Mr Lynn had caused hardship and distress to people trying to go about their business, and financial loss to people and institutions, he said. Mr Lynn was not present or represented at the hearing and the allegations were not rebutted, Mr Daly noted.

He said solicitors' undertakings were an important part of the property transaction system. Mr Lynn had "ruthlessly used the system to his own fraudulent advantage", but the fact that the system had been "abused so gravely by Mr Lynn should not be taken as an indication or proof that the system of undertakings as a whole is defective. It is not."

Mr Lynn, he said, had acted in a disgraceful fashion. He awarded the costs of the hearing against Mr Lynn and recommended to the High Court that the papers in the case be sent to the Director of Public Prosecutions.

John Elliot, director of regulation of the Law Society, told the tribunal in an affidavit that Mr Lynn appeared to have perpetrated "an extensive fraud on a number of clients and also on a number of financial institutions". He had apparently fled the jurisdiction and an arrest warrant had been issued.

"It is likely to take a significant period of time before the full extent of the fraud becomes clear.
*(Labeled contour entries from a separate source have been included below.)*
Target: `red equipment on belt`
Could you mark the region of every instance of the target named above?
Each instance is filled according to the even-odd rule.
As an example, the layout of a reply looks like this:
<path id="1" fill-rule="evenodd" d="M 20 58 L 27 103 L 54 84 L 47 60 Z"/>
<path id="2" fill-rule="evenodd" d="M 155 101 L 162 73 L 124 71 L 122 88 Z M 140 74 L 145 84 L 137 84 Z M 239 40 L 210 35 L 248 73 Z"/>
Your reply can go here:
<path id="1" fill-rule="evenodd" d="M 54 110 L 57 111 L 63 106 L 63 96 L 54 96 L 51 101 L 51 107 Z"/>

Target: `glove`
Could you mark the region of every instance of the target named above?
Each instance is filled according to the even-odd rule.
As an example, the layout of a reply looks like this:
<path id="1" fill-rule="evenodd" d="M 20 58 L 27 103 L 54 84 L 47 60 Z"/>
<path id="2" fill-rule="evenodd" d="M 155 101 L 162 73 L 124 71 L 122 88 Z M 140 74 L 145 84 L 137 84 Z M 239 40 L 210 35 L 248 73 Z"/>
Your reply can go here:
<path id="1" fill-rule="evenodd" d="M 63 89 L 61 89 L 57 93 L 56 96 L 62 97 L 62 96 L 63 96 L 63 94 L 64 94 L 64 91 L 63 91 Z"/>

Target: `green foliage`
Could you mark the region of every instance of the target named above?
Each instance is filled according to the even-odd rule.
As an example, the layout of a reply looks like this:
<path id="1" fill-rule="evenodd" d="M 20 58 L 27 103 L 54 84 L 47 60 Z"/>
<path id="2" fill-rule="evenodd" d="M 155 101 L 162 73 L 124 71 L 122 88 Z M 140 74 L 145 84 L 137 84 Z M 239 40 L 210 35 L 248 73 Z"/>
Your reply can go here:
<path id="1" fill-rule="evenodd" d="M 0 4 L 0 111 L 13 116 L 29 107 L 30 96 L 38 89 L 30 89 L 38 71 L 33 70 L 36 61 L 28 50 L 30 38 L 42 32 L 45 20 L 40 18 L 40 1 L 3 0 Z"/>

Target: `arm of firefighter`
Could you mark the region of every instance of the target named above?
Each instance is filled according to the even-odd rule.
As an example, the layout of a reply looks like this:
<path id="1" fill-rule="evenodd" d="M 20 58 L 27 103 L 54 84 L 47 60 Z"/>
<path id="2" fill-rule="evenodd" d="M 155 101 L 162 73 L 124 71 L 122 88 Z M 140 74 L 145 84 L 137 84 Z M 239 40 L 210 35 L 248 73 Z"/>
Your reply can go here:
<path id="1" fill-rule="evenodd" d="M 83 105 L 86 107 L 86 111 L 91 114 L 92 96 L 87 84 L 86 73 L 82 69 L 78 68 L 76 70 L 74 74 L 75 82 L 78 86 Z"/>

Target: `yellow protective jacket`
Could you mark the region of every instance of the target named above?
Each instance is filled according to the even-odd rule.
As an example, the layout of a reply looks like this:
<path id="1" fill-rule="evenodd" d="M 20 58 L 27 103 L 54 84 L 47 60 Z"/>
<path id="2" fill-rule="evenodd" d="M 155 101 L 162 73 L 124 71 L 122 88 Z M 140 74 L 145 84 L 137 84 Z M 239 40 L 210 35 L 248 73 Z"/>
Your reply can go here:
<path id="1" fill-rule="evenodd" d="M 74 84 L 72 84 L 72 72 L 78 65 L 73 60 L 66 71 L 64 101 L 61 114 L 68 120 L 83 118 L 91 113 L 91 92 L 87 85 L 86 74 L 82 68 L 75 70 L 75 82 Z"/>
It will also take a significant period of time before the full extent of the exposure of the Solicitors' Compensation Fund become clear."

Shane Murphy SC, for the Law Society, said the case was not one of random conduct but of "systematic dishonesty". Law Society solicitor Mary Fenelon said: "The confidence of the public in the profession would be eroded if [ Mr Lynn] remained on the roll of solicitors."